The art-rockers hit the heights in London's KOKO at the end of their 2023 UK tour
From The Rolling Stones in 1964 to Madonna’s first UK appearance in 1983, Camden’s KOKO has the kind of musical legacy that could rival any venue in the capital. It is in the early 90’s however, back when it was known as the Camden Palace, after the emergence of rave culture in the UK, that the space really found its spiritual purpose. Something in the Grade II majesty of the steeply raised terraces, low ceilinged dancefloor and curved intimate enclosure of the former theatre lends itself beautifully to the ecstatic energy of electronic music. The venue still hosts gigs of all genres, but it is in its electronic/dance line-ups that KOKO really comes alive.
Into this rich rave heritage steps Django Django. It’s been over a decade since the band formed in Edinburgh, grooving onto the scene with their Mercury-nominated self-titled debut, and they are here tonight touring their latest album, Off Planet. It’s their most ambitious LP yet; a loose concept album of 21 tracks split across four “planets”, featuring a range of guests including Jack Peñate and Self Esteem (whose first EP David Maclean produced).
Opener ‘Spirals’ is a statement of intent – with signature exploring synths and propulsive percussion. Dressed in uniform white and adorned in a nebula of smoke as heavy as the bass emanating from the speaker stacks, the four piece perform under vigorously flashing lights, only briefly stopping to enthuse, “it’s f*cking great to be back in KOKO!”. The first big reaction of the night comes with debut album banger ‘Hail Bop’ which segues seamlessly into a cover of The Beatles’ ‘Tomorrow Never Knows’, a stunningly cosmic rendition which has now become a live staple.
The band comprises many influences: dance pop, bluesy Americana, indie and house to name a few, and they exhibit them well in the first half. Another hallmark of a ‘Djangos’ track, and no small part of their charm, are the gorgeous vocal harmonies, alluring enough to make Brian Wilson smile. There is also a particularity to the driving drumming which is evocative of krautrock but also invokes Adam Ant.
The middle section lowers the tempo and features the unrecorded song ‘Somebody’s Reality’, and new album highlight ‘Black Cadillac’, before things get altogether deeper and ravier. Beginning with ‘Waveforms’ and ending with ‘Silver Rays’, the last act sandwiches some live favourites including ‘Default’ and a Daft Punk cover (‘Around The World’) in between.
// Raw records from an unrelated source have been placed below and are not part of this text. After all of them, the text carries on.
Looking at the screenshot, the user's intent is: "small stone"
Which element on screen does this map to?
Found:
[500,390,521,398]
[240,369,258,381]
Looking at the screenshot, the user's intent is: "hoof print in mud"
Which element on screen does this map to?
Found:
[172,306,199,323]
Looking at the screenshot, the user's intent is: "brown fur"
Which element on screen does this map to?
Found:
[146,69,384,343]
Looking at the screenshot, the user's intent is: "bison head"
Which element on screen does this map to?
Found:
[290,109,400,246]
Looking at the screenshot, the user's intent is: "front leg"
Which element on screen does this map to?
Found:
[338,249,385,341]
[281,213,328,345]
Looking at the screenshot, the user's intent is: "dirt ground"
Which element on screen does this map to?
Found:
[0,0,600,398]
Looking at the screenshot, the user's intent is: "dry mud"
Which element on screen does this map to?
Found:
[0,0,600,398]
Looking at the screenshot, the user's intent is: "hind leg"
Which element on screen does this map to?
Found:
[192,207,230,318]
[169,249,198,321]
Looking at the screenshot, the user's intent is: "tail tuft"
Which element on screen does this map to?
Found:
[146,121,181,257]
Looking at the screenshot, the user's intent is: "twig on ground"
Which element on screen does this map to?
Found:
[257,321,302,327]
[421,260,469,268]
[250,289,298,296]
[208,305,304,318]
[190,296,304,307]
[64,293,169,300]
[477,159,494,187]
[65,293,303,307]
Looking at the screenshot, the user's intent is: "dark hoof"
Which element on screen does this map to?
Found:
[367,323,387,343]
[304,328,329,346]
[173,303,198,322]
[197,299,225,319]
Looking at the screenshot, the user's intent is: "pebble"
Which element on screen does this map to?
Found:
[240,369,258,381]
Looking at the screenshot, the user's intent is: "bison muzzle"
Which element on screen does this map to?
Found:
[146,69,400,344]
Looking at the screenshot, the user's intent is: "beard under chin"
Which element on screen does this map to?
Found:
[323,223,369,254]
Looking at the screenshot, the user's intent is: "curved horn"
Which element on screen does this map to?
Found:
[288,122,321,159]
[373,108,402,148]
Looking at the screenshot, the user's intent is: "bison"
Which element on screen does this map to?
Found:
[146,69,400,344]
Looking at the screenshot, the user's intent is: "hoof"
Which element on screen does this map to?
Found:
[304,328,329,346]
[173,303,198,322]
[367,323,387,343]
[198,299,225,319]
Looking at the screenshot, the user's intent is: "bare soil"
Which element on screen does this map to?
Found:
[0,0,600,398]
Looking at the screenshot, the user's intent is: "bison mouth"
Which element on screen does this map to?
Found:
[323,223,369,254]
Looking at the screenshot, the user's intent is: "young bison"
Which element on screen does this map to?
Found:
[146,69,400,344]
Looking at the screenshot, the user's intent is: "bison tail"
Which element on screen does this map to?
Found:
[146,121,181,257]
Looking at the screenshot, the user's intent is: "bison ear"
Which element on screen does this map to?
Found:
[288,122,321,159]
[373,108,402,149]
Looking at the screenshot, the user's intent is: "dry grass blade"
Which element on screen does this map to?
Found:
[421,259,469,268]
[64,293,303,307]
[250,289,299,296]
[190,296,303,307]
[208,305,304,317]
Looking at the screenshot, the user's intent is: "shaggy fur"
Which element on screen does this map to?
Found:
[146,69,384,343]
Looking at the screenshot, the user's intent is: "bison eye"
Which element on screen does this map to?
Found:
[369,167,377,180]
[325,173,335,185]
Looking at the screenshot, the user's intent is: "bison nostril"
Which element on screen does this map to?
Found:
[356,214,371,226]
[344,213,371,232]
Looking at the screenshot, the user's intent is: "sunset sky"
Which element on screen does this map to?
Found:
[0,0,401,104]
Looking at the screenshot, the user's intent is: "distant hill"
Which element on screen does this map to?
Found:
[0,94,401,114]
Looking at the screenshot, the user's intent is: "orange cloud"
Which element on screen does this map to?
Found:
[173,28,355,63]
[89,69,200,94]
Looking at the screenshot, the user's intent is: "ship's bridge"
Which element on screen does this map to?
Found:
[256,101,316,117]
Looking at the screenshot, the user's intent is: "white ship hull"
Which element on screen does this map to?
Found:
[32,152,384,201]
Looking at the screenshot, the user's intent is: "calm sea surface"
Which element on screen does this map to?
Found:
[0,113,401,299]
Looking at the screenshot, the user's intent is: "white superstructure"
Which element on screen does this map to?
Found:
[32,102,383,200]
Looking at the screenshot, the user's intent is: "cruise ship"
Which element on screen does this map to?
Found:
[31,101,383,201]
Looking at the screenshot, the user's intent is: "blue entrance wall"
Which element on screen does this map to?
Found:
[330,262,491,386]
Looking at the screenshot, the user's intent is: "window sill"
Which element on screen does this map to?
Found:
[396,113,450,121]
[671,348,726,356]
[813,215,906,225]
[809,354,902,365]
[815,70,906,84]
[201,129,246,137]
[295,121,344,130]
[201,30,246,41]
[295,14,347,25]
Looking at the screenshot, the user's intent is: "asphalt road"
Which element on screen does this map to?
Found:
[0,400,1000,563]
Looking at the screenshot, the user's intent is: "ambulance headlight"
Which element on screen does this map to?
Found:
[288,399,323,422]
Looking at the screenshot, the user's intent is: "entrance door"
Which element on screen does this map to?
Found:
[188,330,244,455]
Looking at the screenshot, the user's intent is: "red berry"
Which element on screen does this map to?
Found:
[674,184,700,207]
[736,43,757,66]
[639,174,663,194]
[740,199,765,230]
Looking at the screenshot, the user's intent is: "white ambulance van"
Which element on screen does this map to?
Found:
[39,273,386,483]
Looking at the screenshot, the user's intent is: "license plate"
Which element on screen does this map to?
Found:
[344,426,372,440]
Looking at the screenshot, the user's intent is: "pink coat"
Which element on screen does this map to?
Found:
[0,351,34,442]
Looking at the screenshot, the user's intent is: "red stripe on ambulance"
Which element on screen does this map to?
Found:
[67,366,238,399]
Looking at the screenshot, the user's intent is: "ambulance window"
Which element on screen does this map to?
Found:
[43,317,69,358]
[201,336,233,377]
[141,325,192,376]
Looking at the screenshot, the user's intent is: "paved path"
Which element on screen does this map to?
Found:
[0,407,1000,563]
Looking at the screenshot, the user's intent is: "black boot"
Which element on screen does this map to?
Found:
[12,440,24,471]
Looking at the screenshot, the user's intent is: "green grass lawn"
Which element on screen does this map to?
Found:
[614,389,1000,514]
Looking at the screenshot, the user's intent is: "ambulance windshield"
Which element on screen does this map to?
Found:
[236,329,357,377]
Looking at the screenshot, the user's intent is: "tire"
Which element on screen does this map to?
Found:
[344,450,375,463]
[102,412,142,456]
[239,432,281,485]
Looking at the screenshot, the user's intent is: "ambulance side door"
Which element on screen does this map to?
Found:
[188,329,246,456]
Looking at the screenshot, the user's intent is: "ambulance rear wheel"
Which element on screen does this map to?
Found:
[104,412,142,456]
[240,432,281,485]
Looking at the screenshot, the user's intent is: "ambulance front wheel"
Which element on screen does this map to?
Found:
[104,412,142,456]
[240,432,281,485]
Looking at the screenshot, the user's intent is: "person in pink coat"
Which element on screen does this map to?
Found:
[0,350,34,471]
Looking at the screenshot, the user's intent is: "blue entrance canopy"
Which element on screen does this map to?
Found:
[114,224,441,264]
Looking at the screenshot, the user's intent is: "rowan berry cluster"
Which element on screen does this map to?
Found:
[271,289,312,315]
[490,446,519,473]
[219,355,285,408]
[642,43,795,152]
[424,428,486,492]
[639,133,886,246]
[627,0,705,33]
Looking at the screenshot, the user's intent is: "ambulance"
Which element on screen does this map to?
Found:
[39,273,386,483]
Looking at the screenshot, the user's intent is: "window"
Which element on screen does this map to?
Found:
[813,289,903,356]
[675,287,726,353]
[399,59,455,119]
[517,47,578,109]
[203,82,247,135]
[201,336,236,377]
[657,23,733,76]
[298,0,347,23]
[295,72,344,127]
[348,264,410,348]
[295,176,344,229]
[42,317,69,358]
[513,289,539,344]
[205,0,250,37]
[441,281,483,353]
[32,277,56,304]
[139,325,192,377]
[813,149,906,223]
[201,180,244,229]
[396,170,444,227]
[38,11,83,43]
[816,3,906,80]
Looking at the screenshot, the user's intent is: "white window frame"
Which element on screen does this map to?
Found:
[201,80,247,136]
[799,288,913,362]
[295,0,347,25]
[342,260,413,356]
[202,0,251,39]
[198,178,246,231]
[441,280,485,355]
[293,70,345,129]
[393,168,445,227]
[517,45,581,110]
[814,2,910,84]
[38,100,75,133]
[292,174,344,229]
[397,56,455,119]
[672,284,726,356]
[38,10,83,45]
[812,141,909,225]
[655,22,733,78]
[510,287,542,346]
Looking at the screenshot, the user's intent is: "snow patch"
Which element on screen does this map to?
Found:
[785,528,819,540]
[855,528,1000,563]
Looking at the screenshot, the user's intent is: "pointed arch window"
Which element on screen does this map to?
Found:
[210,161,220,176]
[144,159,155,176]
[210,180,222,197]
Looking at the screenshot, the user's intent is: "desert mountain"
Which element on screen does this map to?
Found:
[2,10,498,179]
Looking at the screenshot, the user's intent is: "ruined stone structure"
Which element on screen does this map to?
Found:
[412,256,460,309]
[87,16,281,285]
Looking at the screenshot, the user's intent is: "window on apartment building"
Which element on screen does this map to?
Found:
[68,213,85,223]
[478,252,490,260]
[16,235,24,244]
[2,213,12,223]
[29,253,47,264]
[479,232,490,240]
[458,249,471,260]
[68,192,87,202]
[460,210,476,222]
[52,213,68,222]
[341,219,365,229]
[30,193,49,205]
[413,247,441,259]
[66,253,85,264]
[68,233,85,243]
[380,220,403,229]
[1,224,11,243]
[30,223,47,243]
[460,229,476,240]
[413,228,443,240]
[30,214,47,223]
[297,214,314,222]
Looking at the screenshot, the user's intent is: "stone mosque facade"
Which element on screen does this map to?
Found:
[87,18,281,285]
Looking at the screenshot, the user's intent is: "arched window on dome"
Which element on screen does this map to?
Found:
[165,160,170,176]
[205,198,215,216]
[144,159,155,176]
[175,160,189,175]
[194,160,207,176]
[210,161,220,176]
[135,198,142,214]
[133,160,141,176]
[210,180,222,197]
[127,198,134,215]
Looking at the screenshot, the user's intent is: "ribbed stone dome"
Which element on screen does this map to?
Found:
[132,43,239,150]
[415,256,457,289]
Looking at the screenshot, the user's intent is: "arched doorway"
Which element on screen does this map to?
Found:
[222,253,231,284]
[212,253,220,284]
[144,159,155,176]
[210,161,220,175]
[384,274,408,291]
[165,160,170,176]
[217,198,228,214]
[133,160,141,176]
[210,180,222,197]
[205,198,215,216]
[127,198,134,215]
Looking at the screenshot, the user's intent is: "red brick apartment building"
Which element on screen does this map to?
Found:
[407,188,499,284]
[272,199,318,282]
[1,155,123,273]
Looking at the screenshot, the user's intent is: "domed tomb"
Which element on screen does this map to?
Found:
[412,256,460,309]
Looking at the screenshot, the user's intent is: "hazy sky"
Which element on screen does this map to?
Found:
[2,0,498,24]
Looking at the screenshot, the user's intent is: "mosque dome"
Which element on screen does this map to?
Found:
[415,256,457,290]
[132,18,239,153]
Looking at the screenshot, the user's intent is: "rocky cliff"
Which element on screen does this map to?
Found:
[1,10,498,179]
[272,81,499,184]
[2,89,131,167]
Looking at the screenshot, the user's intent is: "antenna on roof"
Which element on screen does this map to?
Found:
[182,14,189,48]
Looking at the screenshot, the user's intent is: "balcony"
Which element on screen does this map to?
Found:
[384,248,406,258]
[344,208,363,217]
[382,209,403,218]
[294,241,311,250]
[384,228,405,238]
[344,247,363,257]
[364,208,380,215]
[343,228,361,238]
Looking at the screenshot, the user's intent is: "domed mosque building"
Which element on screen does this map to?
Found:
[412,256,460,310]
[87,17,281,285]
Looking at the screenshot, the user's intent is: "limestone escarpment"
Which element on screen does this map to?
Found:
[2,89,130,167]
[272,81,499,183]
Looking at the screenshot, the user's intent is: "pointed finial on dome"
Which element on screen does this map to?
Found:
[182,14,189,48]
With the room darkened and the lights strobed white, the hypnotic intensity of the performance is almost LCD Soundsystem; three of them briskly orbiting around synths in the corner, the crowd getting down.
The album most represented in the setlist is their debut, which might suggest Django Django are still somewhat beholden to it. However, they have so much brilliant material and nothing to prove. As the band encore with an excellent extended rendition of Marble Skies’ ‘Champagne’, it’s clear Django Django have become one of the best live acts around.